I have all the components, I just am not quite sure This is my output:
Theta-->: 0.09604203456288299, 1.1864676227195392
How do I interpret that? What does it mean?
I essentially just modified the example from this description. But I'm not sure if it's really applicable to my problem. I'm trying to perform binary classification on a set of documents.

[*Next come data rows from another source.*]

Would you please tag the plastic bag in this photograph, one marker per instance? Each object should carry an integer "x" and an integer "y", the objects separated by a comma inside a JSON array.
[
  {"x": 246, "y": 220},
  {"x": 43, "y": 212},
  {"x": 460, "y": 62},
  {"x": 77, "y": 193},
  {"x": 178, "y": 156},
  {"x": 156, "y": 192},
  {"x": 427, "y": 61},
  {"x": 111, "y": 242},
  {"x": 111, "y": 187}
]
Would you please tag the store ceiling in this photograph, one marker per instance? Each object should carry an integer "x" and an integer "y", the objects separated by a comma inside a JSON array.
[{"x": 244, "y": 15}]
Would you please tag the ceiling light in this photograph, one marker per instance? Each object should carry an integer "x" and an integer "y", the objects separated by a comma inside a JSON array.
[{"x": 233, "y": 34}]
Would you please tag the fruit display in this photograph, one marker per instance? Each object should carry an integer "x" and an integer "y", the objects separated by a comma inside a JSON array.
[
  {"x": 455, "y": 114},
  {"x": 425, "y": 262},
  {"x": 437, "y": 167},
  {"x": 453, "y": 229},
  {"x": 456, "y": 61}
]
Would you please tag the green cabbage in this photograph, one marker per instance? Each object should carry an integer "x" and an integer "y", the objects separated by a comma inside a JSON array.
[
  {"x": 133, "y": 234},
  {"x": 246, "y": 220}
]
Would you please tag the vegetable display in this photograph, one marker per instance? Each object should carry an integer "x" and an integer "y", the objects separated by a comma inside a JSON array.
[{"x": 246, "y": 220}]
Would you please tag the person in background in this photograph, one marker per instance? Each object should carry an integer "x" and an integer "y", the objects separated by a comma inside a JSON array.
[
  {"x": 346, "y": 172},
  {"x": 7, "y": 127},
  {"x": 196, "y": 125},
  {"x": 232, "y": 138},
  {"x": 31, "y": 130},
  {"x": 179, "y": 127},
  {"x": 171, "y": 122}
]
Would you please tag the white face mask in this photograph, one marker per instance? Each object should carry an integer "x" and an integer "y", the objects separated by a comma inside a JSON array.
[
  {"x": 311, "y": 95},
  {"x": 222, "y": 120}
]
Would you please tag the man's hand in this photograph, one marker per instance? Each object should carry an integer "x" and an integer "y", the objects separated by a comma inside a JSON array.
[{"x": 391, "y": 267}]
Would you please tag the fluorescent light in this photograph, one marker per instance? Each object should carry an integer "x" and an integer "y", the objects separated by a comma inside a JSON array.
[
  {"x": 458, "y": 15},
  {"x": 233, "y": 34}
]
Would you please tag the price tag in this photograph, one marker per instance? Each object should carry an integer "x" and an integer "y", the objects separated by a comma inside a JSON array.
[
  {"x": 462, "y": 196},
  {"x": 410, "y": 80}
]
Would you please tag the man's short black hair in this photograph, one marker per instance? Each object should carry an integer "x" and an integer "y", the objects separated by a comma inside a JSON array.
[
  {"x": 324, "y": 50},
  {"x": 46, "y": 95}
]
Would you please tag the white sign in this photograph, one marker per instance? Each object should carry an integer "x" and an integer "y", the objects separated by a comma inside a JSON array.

The documents are rendered as bag-of-words style feature vectors of the form:
Example:
Document 1 = ["I", "am", "awesome"]
Document 2 = ["I", "am", "great", "great"]
Dictionary is:
["I", "am", "awesome", "great"]
So the documents as a vector would look like:
Document 1 = [1, 1, 1, 0]
Document 2 = [1, 1, 0, 2]
This is my gradient descent code:
public static double [] gradientDescent(final double [] theta_in, final double alpha, final int num_iters, double[][] data )
{
final double m = data.length;
double [] theta = theta_in;
double theta0 = 0;
double theta1 = 0;
for (int i = 0; i < num_iters; i++)
{
final double sum0 = gradientDescentSumScalar0(theta, alpha, data );
final double sum1 = gradientDescentSumScalar1(theta, alpha, data);
theta0 = theta[0] - ( (alpha / m) * sum0 );
theta1 = theta[1] - ( (alpha / m) * sum1 );
theta = new double [] { theta0, theta1 };
}
return theta;
}
//data is the feature vector
//this theta is weight
protected static double [] matrixMultipleHthetaByX( final double [] theta, double[][] data )
{
final double [] vector = new double[ data.length ];
int i = 0;
for (final double [] d : data)
{
vector[i] = (1.0 * theta[0]) + (d[0] * theta[1]);
i++;
} // End of the for //
return vector;
}
protected static double gradientDescentSumScalar0(final double [] theta, final double alpha, double[][] data )
{
double sum = 0;
int i = 0;
final double [] hthetaByXArr = matrixMultipleHthetaByX(theta, data );
for (final double [] d : data)
{
final double X = 1.0;
final double y = d[1];
final double hthetaByX = hthetaByXArr[i];
sum = sum + ( (hthetaByX - y) * X );
i++;
} // End of the for //
return sum;
}
protected static double gradientDescentSumScalar1(final double [] theta, final double alpha, double[][] data )
{
double sum = 0;
int i = 0;
final double [] hthetaByXArr = matrixMultipleHthetaByX(theta, data );
for (final double [] d : data)
{
final double X = d[0];
final double y = d[1];
final double hthetaByX = hthetaByXArr[i];
sum = sum + ( (hthetaByX - y) * X );
i++;
} // End of the for //
return sum;
}
public static double [] batchGradientDescent( double [] weights, double[][] data )
{
/*
* From tex:
* \theta_j := \theta_j - \alpha\frac{1}{m} \sum_{i=1}^m ( h_\theta (x^{(i)})
*/
final double [] theta_in = weights;
double [] theta = gradientDescent(theta_in, alpha, iterations, data );
lastTheta = theta;
System.out.println("Theta-->: " + theta[0] + ", " + theta[1]);
return theta;
}
I call it like this:
final int globoDictSize = globoDict.size(); // number of features
double[] weights = new double[globoDictSize + 1];
for (int i = 0; i < weights.length; i++)
{
//weights[i] = Math.floor(Math.random() * 10000) / 10000;
//weights[i] = randomNumber(0,1);
weights[i] = 0.0;
}
int inputSize = trainingPerceptronInput.size();
double[] outputs = new double[inputSize];
final double[][] a = Prcptrn_InitOutpt.initializeOutput(trainingPerceptronInput, globoDictSize, outputs, LABEL);
for (int p = 0; p < inputSize; p++)
{
Gradient_Descent.batchGradientDescent( weights, a );
}
How can I verify that this code is doing what I want? Shouldn't it be outputting a predicted label or something? I've heard I can also apply to it an error function, such as hinge loss, that would come after the call to batch gradient descent as a seperate component, isn't it?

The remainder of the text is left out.